January 31, 2020
Thursday is field trip day in our master naturalist class at Long Lake Conservation Center, and our whole group carpools to Jay Cooke State Park to learn more about the geology of the Saint Louis River and its watershed. Not only do we learn about slate and graywacke, the two predominant rocks that make up the park, we also learn their origins and how to remember them, since even the rocks under our feet change over time. Mud becomes shale becomes slate, and sand becomes sandstone becomes graywacke. (Shale and slate both have five letters, while sandstone and graywacke both have nine—what’s not to love about memory tricks?) The Saint Louis River itself is partly frozen and runs in and out of ice formations as we cross the swinging bridge, rebuilt since the flood of 2012 destroyed the previous structure.
An added bonus: among the informational displays at the park lodge we discover pictures of two native flowers we have yet to see, moschatel and wild chive (which grows only at Jay Cooke) and make plans to return during wild flower season to search for them.

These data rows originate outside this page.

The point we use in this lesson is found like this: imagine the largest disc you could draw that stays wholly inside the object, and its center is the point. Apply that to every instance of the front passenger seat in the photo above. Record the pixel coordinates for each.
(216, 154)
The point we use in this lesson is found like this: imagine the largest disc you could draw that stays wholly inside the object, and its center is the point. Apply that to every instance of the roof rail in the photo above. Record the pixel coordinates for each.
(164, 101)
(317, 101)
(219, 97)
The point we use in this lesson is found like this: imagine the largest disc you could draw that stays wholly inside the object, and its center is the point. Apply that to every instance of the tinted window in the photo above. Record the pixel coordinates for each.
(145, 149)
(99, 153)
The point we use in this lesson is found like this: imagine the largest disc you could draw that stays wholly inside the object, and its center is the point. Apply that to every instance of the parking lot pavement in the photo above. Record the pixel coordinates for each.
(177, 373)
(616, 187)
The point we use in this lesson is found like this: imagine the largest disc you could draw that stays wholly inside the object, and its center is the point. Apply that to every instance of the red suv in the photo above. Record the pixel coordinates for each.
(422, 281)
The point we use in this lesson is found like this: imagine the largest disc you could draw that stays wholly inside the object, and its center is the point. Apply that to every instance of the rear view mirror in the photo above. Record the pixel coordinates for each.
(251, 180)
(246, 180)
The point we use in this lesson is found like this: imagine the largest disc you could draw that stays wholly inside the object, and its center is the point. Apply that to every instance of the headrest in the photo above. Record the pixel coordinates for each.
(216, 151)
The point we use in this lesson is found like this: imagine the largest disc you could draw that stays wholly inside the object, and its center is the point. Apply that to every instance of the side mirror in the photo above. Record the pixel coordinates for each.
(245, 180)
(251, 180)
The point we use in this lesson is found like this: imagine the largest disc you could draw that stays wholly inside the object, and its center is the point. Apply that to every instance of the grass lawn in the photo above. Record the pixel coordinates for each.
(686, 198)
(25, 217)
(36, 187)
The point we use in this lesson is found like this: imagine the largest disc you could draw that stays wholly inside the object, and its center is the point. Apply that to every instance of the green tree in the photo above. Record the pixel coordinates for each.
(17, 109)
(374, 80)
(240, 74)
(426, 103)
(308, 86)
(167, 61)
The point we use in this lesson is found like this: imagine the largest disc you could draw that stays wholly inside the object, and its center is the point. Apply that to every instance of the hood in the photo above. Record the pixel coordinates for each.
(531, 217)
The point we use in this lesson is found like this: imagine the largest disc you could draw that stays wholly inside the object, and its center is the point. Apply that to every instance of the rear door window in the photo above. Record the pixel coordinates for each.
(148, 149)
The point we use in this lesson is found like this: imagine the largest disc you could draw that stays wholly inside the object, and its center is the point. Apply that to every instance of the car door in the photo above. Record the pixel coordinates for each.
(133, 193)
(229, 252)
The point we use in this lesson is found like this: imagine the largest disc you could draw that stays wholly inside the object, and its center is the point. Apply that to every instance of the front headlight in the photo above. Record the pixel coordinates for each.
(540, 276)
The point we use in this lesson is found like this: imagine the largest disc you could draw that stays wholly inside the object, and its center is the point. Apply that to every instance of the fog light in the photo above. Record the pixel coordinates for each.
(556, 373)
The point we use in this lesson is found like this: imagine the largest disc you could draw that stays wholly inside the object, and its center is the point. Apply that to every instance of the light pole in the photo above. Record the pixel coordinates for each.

After lunch we’re left to explore on our own, and we head a mile down the road to find Hemlock Ravine Scientific and Natural Area (SNA), where a quarter of all the eastern hemlock trees left in Minnesota grow—a grand total of 26 trees at the far western edge of their range. We walk along the trail at the edge of the SNA surrounded by pine trees, snow, silence, and sunshine. The shadows of trees roll peacefully over the undulating drifts, and we are both very happy.
Back at Long Lake we gather up the data from our tracking project and discover that we have not managed to capture any images of animals on our trail cameras. But we’ve seen tracks we identify as fox, coyote, weasel, and (possibly) mink. We are taking home a new appreciation for those who can read the tracks of animals in the snow, along with an understanding that there’s still so much to learn about our natural world.
At the end of the day our whole class plays a lively pub trivia game (minus the pub) about facts we’ve learned throughout the week. Luckily our team includes Jim, who knows all the answers, and we’re pretty sure that when the results are tallied, our team will be leaving with the grand prize of winter hats with built in lights. Thanks, Jim.
Today (Friday) we present our completed projects, assess what we’ve learned, say good-bye to all the amazing folks we’ve met, and head out into the world as master naturalists. A week well spent.